Uma investigação identificou dezenas de músicas atribuídas de forma indevida a grandes nomes da música brasileira em plataformas de streaming. Entre os artistas afetados estão Fagner, Dominguinhos, Moacir Santos, Baden Powell, Tom Jobim e Nana Caymmi.
Em alguns casos, as faixas têm características de produções feitas com inteligência artificial e aparecem diretamente nas páginas oficiais dos artistas. O problema confunde ouvintes e pode permitir que terceiros obtenham reproduções e parte da remuneração destinada aos músicos.
Fagner, por exemplo, teve uma música chamada “Como” atribuída a uma suposta parceria com Jair Rodrigues. Ao ouvir a faixa, o cantor afirmou que a gravação não era sua e estranhou o estilo apresentado.

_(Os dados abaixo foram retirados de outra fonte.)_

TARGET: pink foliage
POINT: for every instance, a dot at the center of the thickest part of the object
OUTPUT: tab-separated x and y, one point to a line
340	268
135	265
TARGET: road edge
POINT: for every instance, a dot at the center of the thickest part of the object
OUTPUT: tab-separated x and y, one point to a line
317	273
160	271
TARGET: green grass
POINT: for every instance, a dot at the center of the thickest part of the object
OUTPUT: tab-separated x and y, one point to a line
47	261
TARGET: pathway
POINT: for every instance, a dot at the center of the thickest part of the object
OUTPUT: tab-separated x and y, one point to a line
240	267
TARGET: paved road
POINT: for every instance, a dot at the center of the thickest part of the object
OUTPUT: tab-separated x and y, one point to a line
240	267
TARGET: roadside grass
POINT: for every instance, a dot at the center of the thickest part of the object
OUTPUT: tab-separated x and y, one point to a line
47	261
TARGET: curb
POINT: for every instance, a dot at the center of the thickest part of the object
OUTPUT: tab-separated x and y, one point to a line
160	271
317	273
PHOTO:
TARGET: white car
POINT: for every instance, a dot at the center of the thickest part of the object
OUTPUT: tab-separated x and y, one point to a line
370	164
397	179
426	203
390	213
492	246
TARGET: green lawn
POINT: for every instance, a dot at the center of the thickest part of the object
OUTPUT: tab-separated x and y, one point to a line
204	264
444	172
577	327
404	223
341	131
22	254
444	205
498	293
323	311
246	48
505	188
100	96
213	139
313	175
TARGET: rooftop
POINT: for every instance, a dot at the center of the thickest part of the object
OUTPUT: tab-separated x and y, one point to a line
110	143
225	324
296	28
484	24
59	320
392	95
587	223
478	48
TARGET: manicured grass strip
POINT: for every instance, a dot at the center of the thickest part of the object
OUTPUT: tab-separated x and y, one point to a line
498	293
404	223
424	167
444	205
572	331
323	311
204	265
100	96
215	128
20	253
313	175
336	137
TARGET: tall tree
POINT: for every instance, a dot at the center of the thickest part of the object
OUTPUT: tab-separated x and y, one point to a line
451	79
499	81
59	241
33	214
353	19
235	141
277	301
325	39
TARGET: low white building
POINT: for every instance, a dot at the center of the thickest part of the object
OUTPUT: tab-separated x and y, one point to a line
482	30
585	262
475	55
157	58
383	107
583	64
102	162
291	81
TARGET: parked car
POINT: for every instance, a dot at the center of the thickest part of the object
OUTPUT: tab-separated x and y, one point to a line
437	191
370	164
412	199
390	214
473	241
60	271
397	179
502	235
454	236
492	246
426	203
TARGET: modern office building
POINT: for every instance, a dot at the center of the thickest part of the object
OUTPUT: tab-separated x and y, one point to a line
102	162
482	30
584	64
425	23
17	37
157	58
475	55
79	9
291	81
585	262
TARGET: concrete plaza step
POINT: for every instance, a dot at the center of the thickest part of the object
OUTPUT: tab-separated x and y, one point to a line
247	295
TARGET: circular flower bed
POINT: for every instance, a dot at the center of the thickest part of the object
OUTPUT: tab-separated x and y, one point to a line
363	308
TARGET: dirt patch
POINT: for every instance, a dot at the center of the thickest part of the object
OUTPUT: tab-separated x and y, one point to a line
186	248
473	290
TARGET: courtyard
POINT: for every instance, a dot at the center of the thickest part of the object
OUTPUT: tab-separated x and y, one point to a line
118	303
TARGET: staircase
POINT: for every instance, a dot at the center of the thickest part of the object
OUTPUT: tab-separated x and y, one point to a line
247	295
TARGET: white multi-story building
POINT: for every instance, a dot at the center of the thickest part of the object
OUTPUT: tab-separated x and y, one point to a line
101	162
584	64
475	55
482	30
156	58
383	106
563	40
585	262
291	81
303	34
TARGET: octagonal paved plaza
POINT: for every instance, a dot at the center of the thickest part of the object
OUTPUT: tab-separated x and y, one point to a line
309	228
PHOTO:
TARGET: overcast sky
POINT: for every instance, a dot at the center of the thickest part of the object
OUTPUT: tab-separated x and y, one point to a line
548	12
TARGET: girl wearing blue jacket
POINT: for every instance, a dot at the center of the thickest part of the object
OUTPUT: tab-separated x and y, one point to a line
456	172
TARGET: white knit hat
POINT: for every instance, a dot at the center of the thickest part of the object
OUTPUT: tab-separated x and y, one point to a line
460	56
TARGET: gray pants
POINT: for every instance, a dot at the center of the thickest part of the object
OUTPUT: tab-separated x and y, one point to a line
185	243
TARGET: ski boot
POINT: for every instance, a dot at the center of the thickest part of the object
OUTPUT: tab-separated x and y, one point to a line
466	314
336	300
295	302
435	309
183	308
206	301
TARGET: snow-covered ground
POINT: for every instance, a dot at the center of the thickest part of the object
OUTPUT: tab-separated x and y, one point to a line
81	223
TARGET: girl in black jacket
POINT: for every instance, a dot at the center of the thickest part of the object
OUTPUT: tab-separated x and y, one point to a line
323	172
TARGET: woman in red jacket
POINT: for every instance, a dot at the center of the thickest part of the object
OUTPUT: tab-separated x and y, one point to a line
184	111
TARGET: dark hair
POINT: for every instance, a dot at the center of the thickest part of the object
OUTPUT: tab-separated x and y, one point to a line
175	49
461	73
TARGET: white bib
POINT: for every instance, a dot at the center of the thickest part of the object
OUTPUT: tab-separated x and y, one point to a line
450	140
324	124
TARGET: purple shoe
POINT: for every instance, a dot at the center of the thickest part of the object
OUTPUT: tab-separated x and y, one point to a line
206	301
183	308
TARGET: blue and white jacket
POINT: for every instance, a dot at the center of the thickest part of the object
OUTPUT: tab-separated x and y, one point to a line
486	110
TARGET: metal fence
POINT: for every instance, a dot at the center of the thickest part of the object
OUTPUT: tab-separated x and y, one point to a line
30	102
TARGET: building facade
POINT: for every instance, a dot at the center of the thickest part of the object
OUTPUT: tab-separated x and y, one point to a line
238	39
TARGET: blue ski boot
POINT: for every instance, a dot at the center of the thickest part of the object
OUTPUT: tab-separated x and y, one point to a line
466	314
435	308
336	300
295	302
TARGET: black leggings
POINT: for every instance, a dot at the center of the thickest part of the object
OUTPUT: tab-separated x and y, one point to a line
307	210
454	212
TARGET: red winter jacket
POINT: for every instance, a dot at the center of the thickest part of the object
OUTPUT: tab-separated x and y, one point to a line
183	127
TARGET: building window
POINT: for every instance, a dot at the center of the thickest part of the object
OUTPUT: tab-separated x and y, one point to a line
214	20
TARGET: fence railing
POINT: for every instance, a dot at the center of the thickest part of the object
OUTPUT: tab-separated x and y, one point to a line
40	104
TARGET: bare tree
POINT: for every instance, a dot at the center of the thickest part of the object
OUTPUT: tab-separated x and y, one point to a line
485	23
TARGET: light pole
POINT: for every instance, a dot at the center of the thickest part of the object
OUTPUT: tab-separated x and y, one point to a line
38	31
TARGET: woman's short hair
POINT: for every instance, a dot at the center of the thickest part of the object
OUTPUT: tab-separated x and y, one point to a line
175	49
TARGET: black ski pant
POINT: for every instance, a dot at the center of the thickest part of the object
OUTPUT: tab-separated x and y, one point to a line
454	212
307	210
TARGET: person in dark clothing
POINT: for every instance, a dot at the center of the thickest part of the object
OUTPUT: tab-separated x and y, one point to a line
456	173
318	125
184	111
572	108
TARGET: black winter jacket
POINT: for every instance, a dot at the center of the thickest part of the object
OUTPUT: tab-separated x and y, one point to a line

Dominguinhos está entre os mais afetados
O perfil de Dominguinhos reúne mais de dez obras que não pertencem ao repertório do músico, segundo o levantamento. Entre elas estão “Bossa Sensual”, “Sensual Bossa Girl” e “Pecadora (Bossa Samba Jazz)”, em sua maioria instrumentais e com características associadas à inteligência artificial.
Liv Moraes, filha de Dominguinhos, criticou o uso do nome do pai em obras que não têm relação com sua trajetória. Segundo ela, as falsas associações prejudicam o legado do artista e podem induzir o público ao erro.
Parte dessas gravações foi publicada pela gravadora El Gremio Ink, apresentada como distribuidora global de conteúdo musical com sede na República Dominicana. A empresa não respondeu aos contatos feitos pela reportagem, assim como o YouTube Music.
Artistas mortos também viram alvo
Moacir Santos é outro nome utilizado em lançamentos que não correspondem à sua obra. Um dos casos é o álbum “Love in Every Breath”, com 50 faixas instrumentais de música eletrônica atribuídas ao maestro e a Claudia Pizá.
Mario Adnet, especialista na obra de Santos, contestou a autenticidade das músicas. Na Deezer, o álbum aparece identificado com selo de inteligência artificial.
A lista de casos também inclui Nana Caymmi. O músico Danilo Caymmi questionou uma faixa instrumental atribuída à cantora, afirmando que a composição não correspondia ao trabalho dela e que Nana sequer tocava o instrumento utilizado na gravação.
Falsificações continuam nos buscadores
O problema não se limita às músicas produzidas recentemente. Algumas faixas retiradas das plataformas continuam aparecendo em mecanismos de busca, mantendo a falsa associação com artistas consagrados.
Entre os casos estão “Céu Azul”, atribuída a Baden Powell, “Minha Verdade”, ligada a Zé Kéti, e “Samba da Madrugada”, relacionada a Nelson Cavaquinho. Há ainda uma faixa que levou usuários a acreditar que Tom Jobim havia participado de uma gravação com Luis Casillas.
A música foi posteriormente retirada do Spotify após o contato da reportagem. Em outro caso, o violonista suíço Jürg Kindle aparece associado a Baden Powell em uma suposta colaboração para a qual não foram encontradas evidências.
Pirataria busca reproduções e royalties
Segundo especialista ouvido pela reportagem, o fenômeno explora a visibilidade de artistas conhecidos para gerar reproduções e, consequentemente, obter uma parcela dos valores pagos pelas plataformas de streaming.
Sérgio Branco, diretor do Instituto de Tecnologia e Sociedade e especialista em propriedade intelectual, afirma que ainda não existe uma legislação específica para esse fenômeno, mas que diferentes mecanismos jurídicos podem ser utilizados para enquadrar as práticas.
Entre os conceitos citados estão o direito moral do autor, a vedação ao enriquecimento ilícito e a concorrência desleal. A utilização indevida dos nomes também pode criar uma vantagem artificial na disputa pelos royalties.
Spotify afirma que remove conteúdos
O Spotify informou que as músicas identificadas pela investigação foram removidas dos perfis incorretos e, quando necessário, da plataforma. A empresa também afirmou que entra em contato com os detentores dos direitos para solucionar questões pendentes.
A plataforma diz ainda que conteúdos são fornecidos por distribuidoras e gravadoras licenciadas, que têm responsabilidade contratual pela titularidade das obras e pela precisão dos créditos.
O caso evidencia, porém, uma brecha na fiscalização, especialmente em perfis de artistas mortos ou de músicos com pouca familiaridade com ferramentas digitais. Para Liv Moraes, é necessário ampliar o controle sobre os conteúdos e responsabilizar quem distribui obras falsas.